Particularly egregious is a YouTube clip of an RT TV interview with William Engdahl, author of Full Spectrum Dominance: Totalitarian Democracy in the New World Order. (Both the oxymoron "totalitarian democracy" and the invoking of the "New World Order" cliché should clue you in that we have now entered the wack-o-sphere.) Engdahl waxes histrionic about supposed US instrumentation of the "color revolutions" in the ex-Soviet sphere (and we can imagine that Russia-based RT TV is sympathetic to such a view)—without offering a shred of evidence that "the Pentagon, the State Department and various US-financed NGOs" are similarly at work in Egypt, Tunisia, etc. This hasn't stopped his irresponsible speculations from going viral on the conspiranoid circuit.

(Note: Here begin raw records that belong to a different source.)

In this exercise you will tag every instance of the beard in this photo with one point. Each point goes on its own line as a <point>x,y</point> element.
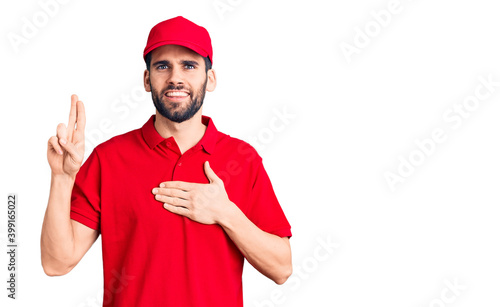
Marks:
<point>174,111</point>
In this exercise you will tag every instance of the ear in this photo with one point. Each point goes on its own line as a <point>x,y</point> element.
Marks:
<point>212,80</point>
<point>147,81</point>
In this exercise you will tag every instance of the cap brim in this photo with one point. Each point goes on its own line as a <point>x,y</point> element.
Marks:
<point>189,45</point>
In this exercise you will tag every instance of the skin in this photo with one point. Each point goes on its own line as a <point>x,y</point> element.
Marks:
<point>65,241</point>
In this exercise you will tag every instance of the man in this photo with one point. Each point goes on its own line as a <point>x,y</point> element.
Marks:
<point>178,204</point>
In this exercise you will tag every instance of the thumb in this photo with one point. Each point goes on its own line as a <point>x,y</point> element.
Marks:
<point>210,173</point>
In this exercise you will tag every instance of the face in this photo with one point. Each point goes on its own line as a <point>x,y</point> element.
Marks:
<point>177,81</point>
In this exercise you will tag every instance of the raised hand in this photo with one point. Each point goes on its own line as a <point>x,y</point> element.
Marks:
<point>65,150</point>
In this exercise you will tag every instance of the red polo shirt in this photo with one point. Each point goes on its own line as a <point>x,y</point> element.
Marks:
<point>153,257</point>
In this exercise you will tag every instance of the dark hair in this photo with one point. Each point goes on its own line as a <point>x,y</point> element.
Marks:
<point>208,63</point>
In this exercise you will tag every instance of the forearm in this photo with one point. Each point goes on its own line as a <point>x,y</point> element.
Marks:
<point>268,253</point>
<point>57,240</point>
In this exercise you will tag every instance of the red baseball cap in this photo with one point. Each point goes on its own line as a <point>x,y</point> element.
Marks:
<point>180,31</point>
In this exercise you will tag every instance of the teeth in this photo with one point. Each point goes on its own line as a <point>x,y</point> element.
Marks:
<point>177,94</point>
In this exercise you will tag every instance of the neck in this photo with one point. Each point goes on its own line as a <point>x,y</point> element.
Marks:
<point>186,134</point>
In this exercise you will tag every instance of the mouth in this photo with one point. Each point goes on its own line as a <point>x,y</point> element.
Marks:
<point>176,95</point>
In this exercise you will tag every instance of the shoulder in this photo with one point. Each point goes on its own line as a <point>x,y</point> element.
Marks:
<point>125,141</point>
<point>232,148</point>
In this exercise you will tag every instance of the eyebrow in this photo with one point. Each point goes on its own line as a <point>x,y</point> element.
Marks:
<point>192,63</point>
<point>163,62</point>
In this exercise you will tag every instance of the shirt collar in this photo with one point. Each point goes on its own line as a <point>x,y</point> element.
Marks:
<point>208,141</point>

We have warned again and again and again that elements of the "left," in reaction to the "regime change" hubris of the neocons, are becoming apologists for the dictatorships favored by paleo-cons or "pragmatists" as guarantors of stability. We saw such ugliness in "leftist" gushing for George Galloway, an avid enthusiast for authoritarian Arab regimes, and in the downright eagerness of "progressives" to betray the opposition movement in Belarus during last month's protests there.
Remember when the left used to fetishize balaclavas and molotov cocktails? Today it seems to more often fetishize police uniforms and truncheons. What's up with that?